Sunday, October 26, 2008

Lengthy and fascinating septic system story

Once upon a time in these parts, the ground would freeze in the winter to a depth of about five feet.  Accordingly, people buried their septic lines and drain-fields six feet deep.  Then global warming began and annoyingly made it drier in the winter here, meaning less snow cover.  Without the insulating blanket of snow the ground began to freeze seven feet deep causing untold misery of drains frozen for weeks on end.  It became evident that septic lines should be buried eight feet deep however, in the meantime, concern had also arisen about the danger of groundwater contamination from deeply buried drain-fields, and recommended or regulated practice had changed to shallow or mound-system drain-fields.  The combination of a deep line and a mounded drain-field requires a lift pump.  Said pump is obviously, you know, mission-critical.

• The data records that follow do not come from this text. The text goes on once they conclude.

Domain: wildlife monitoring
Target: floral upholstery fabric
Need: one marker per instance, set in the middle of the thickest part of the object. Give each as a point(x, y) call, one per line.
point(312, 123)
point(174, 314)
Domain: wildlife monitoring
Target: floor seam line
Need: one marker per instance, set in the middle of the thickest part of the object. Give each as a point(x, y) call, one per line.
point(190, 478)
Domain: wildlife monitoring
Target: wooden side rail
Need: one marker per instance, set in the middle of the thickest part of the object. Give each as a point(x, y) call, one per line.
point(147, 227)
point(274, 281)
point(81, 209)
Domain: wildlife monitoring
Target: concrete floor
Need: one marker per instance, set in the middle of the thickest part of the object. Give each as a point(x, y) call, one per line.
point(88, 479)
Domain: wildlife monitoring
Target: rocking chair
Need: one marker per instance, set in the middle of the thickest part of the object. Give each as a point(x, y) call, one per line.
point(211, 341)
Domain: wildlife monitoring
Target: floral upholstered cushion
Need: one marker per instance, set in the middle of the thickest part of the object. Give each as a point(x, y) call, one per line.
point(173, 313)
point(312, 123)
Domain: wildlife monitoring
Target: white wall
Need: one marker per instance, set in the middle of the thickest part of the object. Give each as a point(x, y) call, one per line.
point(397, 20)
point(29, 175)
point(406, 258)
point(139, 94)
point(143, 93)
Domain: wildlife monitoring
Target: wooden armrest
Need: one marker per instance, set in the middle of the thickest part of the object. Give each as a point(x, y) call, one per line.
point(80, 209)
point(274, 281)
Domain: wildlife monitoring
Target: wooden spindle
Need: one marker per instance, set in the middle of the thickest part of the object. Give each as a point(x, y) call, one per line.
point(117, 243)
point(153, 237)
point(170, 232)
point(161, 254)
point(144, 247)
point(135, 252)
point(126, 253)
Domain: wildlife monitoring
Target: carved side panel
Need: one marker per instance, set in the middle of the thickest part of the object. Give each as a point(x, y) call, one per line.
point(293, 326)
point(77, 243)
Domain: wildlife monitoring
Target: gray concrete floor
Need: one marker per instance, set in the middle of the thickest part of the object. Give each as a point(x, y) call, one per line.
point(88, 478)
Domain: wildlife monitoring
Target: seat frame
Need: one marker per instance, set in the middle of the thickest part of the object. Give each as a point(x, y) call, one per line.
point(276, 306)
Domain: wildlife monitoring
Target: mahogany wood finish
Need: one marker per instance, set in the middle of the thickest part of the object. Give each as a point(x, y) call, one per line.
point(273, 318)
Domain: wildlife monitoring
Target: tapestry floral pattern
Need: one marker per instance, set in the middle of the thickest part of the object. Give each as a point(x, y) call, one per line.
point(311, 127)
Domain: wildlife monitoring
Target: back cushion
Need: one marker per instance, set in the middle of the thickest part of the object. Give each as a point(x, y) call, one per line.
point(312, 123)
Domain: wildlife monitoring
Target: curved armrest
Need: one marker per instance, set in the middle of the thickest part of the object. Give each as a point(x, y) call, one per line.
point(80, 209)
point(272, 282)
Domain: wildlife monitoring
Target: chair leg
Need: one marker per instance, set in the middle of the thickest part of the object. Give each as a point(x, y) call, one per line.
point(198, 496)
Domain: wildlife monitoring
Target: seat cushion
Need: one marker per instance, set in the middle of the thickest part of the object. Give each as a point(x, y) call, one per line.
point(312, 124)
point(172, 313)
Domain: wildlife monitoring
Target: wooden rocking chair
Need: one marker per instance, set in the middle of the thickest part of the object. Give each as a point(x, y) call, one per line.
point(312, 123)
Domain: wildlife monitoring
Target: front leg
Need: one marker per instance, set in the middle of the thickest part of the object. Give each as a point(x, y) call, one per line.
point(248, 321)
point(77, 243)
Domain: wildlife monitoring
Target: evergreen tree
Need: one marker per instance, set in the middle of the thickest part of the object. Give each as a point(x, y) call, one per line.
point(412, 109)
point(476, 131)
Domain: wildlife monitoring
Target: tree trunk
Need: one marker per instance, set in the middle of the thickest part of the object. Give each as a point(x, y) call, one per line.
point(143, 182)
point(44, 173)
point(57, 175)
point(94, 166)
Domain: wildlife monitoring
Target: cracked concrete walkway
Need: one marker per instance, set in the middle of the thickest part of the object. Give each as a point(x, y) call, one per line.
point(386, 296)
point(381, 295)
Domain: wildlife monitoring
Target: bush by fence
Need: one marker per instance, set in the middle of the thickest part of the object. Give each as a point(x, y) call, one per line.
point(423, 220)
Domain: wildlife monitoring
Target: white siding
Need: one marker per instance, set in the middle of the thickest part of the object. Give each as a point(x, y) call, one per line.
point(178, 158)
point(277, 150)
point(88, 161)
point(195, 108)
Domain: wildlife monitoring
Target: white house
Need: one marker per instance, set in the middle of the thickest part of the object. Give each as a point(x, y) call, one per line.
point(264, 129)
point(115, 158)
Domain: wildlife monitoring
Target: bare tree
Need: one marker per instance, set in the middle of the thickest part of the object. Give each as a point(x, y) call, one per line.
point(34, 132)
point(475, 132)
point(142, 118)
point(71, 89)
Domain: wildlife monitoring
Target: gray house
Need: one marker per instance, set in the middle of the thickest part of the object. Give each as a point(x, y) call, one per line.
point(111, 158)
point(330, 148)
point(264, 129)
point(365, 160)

Nobody likes these things due to the expense and reliability issue, but the idea particularly irked the designers of this cottage - to put such a high-tech, energy-sucking thing into what was supposed to be a low-energy mostly-natural building.  So they ended up putting both the line and the drain-field shallow so that it would gravity drain.  There have been freezing problems in both winters since it was installed.  Insulating it by placing large straw bales on top of the line was successful the first time but not the second time, and they had to be removed in the spring in order to allow the ground to warm.  This is a lot of wasted motion.

This past spring, the installation of an electric heating tape (gutter de-icing cable) saved the day.  These things however also suck a lot of power, six watts per foot or so and the line is 170 feet long.  In order to detect when de-icing is needed, today we installed several temperature sensors alongside the septic line.  

The line comes straight east from the cottage for 100 feet and then turns south, another 70 feet to the tanks.  At the turn and on much of the N-S leg, the line is only one shovel deep.